Community-wide cardiovascular prevention program in rural Maine a success
A long-term cardiovascular risk reduction program in Maine that utilized community-wide interventions successfully reduced morbidity and mortality rates, according to a study published in JAMA.
The 40-year observational study involved residents of Franklin County, a rural, low-income population of 22,444 in 1970, and used the preceding decade as a baseline and compared this county to others in Maine as well as state averages, according to the study.
The intervention entailed community-wide programs that targeted hypertension, cholesterol and smoking in addition to diet and physical activity. It was sponsored by several community organizations, including local hospitals and clinicians, according to the study.
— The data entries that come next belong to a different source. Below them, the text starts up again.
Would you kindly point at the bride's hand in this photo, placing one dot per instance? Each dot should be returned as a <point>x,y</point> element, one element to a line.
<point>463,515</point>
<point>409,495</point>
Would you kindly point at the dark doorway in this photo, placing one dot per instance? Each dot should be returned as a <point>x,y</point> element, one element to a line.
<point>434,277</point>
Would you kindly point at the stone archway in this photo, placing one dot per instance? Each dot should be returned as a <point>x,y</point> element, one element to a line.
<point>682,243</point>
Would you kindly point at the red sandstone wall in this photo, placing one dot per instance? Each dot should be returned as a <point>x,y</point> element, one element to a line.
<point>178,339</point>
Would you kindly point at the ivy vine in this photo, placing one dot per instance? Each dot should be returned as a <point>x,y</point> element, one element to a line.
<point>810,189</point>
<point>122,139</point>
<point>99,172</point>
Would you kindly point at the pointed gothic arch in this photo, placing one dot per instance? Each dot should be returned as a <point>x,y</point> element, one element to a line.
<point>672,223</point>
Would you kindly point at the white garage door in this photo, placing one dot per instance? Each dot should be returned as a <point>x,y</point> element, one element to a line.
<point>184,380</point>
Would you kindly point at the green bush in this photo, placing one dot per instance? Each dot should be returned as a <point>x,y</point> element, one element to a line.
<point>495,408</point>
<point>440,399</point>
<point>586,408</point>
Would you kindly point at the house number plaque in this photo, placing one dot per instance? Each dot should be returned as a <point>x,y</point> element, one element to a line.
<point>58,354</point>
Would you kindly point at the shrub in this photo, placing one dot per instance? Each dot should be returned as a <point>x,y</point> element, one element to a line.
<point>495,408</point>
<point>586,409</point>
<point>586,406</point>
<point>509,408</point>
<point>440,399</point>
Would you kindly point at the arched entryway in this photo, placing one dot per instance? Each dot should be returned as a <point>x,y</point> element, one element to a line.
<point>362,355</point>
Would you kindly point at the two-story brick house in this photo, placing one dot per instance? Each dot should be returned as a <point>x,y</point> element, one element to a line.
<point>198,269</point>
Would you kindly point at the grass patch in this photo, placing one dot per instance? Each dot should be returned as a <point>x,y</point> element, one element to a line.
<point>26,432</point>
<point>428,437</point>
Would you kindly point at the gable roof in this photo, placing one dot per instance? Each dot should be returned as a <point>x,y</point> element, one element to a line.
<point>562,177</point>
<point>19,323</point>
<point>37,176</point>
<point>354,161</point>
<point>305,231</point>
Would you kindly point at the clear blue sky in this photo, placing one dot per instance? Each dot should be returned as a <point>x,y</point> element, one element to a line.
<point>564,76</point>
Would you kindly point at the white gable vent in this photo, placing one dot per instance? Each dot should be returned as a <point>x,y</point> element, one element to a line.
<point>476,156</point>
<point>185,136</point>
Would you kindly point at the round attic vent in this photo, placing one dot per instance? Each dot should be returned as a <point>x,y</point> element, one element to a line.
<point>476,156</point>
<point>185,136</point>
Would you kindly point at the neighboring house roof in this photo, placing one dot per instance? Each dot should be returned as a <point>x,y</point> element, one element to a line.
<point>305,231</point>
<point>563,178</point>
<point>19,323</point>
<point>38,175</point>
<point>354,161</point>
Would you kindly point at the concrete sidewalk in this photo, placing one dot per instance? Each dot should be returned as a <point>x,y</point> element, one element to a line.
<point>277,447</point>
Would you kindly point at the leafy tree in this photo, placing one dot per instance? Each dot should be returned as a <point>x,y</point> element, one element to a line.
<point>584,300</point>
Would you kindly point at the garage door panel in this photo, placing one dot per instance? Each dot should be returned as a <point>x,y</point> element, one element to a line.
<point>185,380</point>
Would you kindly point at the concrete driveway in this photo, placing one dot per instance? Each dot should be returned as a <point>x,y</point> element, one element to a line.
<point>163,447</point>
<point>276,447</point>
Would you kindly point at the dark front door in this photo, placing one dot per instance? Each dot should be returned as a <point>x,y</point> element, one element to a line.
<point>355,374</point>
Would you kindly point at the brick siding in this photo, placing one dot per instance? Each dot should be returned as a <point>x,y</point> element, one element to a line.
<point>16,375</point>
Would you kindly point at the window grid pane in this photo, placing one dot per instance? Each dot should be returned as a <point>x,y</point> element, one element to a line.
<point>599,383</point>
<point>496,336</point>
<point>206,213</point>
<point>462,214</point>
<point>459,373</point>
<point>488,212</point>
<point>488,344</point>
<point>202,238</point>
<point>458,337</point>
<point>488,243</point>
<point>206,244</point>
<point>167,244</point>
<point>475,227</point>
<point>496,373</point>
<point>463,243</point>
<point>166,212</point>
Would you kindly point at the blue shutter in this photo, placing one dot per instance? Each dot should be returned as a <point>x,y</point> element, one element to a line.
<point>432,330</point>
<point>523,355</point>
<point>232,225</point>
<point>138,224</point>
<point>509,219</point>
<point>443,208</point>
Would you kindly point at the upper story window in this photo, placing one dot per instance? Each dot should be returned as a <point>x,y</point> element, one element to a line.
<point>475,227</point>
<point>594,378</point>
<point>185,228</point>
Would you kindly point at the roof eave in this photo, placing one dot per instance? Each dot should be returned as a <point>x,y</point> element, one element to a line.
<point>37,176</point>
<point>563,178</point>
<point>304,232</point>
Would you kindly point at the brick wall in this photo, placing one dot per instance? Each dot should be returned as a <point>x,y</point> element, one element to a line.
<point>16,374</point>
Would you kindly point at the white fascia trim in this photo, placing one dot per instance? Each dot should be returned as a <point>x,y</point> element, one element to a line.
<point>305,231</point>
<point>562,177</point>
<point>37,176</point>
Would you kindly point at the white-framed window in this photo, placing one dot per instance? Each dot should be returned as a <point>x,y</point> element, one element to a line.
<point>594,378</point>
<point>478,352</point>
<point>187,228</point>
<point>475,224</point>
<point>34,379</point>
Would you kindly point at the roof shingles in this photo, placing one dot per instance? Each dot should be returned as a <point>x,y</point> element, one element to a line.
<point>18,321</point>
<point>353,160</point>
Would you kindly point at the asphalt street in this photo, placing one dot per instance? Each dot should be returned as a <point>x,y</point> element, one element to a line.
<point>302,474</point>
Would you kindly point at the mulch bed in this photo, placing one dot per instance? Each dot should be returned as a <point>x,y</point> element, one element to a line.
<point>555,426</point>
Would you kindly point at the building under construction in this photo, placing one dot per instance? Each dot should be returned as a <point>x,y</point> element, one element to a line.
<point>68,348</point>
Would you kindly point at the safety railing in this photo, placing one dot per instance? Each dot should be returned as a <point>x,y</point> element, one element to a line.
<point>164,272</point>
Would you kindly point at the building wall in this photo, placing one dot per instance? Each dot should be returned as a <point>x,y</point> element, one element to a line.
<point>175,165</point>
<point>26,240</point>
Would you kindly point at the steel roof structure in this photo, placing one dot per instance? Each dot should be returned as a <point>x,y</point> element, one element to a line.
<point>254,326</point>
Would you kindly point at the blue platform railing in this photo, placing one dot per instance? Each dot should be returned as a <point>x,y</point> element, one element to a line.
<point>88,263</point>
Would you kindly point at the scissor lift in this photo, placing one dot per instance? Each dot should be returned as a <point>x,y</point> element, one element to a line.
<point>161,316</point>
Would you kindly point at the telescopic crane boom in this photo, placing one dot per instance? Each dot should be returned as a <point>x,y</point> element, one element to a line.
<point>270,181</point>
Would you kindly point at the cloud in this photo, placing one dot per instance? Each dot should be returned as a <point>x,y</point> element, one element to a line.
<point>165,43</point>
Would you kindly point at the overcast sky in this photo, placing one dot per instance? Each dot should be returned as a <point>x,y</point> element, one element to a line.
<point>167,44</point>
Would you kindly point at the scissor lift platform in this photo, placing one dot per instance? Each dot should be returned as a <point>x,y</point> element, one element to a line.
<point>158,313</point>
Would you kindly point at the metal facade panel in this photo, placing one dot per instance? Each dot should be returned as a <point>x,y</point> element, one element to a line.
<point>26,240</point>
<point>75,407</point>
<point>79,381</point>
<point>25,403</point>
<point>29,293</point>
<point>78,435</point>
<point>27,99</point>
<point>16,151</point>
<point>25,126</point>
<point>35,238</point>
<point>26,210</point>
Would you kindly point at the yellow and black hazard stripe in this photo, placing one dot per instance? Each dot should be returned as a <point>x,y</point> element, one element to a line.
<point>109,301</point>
Over the 40-year study, more than 150,000 individual county resident contacts occurred. As cardiovascular risk factors programs were added, health indicators improved. Specifically:
- Hypertension control improved by 24.7 percent from 1975 to 1978
- Elevated cholesterol control had an absolute increase of 28.5 percent from 1986 to 2010
- Smoking quit rates improved from 48.5 percent to 69.5 percent (1996-2000)
- Hospitalizations per capita were less than expected between 1994 and 2006.
- Franklin was the only Maine county with consistently lower adjusted mortality than predicted over the time periods
“Further studies are needed to assess the generalizability of such programs to other US county populations, especially rural ones, and to other parts of the world,” according to the study.